そのため強制トンネリング環境であっても特別な考慮は不要です。
また、UDR を用いて該当通信をルーティングすることはできません。
参考
・Azure VM Backup の 通信要件について - Azure VM Backup の 通信要件(本ページ)
https://jpabrs-scem.github.io/blog/AzureVMBackup/NWRequirementAndProcess/#1
Q. バックアップはまだ完了していないが、 Take Snapshot が終わっていれば VM の再起動などを行ってもよいか?またTake Snapshot が終わっていればリストアすることは可能か?
A. Take Snapshot フェーズが完了していれば VM 内部と連携するフェーズは完了しているため、VM (OS内部) に対する変更、 VM の再起動などを行っていただいてもかまいません。
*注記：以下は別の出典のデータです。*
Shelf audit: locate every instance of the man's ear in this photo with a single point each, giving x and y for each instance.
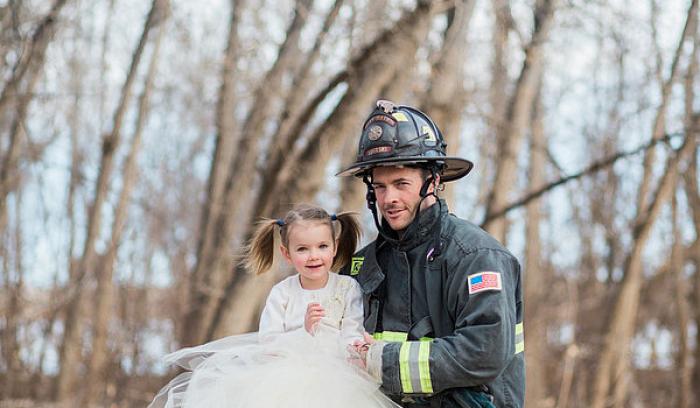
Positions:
(285, 253)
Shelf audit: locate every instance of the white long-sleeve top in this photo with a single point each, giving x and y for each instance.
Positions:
(341, 299)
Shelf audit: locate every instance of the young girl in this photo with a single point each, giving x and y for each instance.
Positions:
(300, 356)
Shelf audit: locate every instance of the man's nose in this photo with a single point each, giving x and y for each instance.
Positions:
(391, 194)
(313, 254)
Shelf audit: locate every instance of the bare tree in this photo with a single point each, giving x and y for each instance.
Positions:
(18, 88)
(509, 136)
(97, 363)
(446, 97)
(614, 358)
(368, 73)
(70, 355)
(212, 266)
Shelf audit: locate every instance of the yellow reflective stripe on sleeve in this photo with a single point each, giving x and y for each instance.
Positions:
(519, 338)
(414, 367)
(398, 337)
(405, 369)
(424, 367)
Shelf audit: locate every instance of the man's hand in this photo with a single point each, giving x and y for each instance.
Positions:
(360, 349)
(314, 314)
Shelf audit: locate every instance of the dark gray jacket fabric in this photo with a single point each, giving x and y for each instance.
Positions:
(443, 342)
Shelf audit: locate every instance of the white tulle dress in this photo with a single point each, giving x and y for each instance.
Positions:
(282, 365)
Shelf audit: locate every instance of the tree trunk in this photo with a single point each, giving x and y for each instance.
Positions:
(368, 73)
(498, 90)
(445, 98)
(658, 129)
(212, 270)
(614, 358)
(13, 310)
(510, 135)
(683, 355)
(25, 72)
(70, 349)
(535, 274)
(226, 138)
(97, 364)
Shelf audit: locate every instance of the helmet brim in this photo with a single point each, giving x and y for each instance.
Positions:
(454, 167)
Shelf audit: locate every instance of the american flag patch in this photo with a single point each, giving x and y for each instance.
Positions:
(482, 281)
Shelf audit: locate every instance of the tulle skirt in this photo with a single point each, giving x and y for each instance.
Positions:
(291, 370)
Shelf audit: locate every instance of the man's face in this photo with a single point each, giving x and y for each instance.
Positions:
(398, 194)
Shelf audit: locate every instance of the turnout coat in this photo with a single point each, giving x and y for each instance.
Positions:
(447, 299)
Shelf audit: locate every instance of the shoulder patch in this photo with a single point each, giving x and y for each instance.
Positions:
(483, 281)
(356, 265)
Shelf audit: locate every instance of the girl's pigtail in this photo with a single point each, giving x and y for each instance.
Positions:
(350, 232)
(261, 247)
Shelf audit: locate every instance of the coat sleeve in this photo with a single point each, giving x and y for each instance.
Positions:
(484, 339)
(351, 327)
(272, 318)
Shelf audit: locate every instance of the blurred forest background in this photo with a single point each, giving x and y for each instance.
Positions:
(139, 141)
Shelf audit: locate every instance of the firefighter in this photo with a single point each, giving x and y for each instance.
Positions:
(442, 298)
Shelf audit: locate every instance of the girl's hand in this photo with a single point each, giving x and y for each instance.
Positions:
(314, 314)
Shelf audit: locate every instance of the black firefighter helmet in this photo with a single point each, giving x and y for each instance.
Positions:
(395, 135)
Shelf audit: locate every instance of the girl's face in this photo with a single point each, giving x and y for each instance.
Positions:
(311, 251)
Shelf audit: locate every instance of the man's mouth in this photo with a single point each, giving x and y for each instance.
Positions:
(394, 212)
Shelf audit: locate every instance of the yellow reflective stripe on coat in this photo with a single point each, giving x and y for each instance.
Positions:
(396, 337)
(519, 338)
(414, 367)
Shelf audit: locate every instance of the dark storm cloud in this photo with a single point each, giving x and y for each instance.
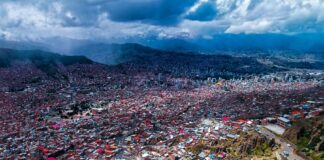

また Take Snapshot が完了していればインスタント リストア機能を用いてローカル物理ホスト上に保存されたスナップショットデータからリストアを行うことが可能です。
参考
・Take Snapshot フェーズ - Azure VM Backup の 通信要件(本ページ)
https://jpabrs-scem.github.io/blog/AzureVMBackup/NWRequirementAndProcess/#2-1
Q. Recovery Services コンテナーにプライベート エンドポイントを設定した際の Azure VM バックアップをとるための NSG の設定を知りたい
A. Azure VM Backup では1.Take Snapshotフェーズで Wire Server (168.63.129.16) と通信し、2. Transfer data to vault フェーズで Azure 基盤内でバックアップデータ(取得したスナップショット) を Recovery Services コンテナーへ転送します。
そのため、 Azure VM と Recovery Services コンテナーは直接通信しないので、プライベート エンドポイント観点での 対象 VM に対する NSG の考慮は Azure VM Backup では不要です。
また Wire Server (168.63.129.16) への通信もプライベート エンドポイントの影響を受けません。
プライベート エンドポイント を設定していても設定していなくても、その前後で Azure VM Backup は設定変更することなく取得することが可能です。
参考
・Azure VM Backup の 通信要件について - Azure VM Backup の 通信要件(本ページ)
https://jpabrs-scem.github.io/blog/AzureVMBackup/NWRequirementAndProcess/#1
・Take Snapshot フェーズ - Azure VM Backup の 通信要件(本ページ)
https://jpabrs-scem.github.io/blog/AzureVMBackup/NWRequirementAndProcess/#2-1
・Transfer data to vaultフェーズ Azure VM Backup の 通信要件(本ページ)
https://jpabrs-scem.github.io/blog/AzureVMBackup/NWRequirementAndProcess/#2-2
Q. Azure VM Backup のバックアップデータ転送トラフィックが VM に与える影響を懸念しているがベストプラクティスはあるか?
A. Azure Backup のデータ転送は Azure のバックアップエンド側で行われ VM の 仮想 NIC を経由しないためバックアップデータ転送トラフィックが VM に与える影響はございません。
参考
・Transfer data to vaultフェーズ Azure VM Backup の 通信要件(本ページ)
https://jpabrs-scem.github.io/blog/AzureVMBackup/NWRequirementAndProcess/#2-2
※本情報の内容(添付文書、リンク先などを含む)は、作成日時点でのものであり、予告なく変更される場合があります。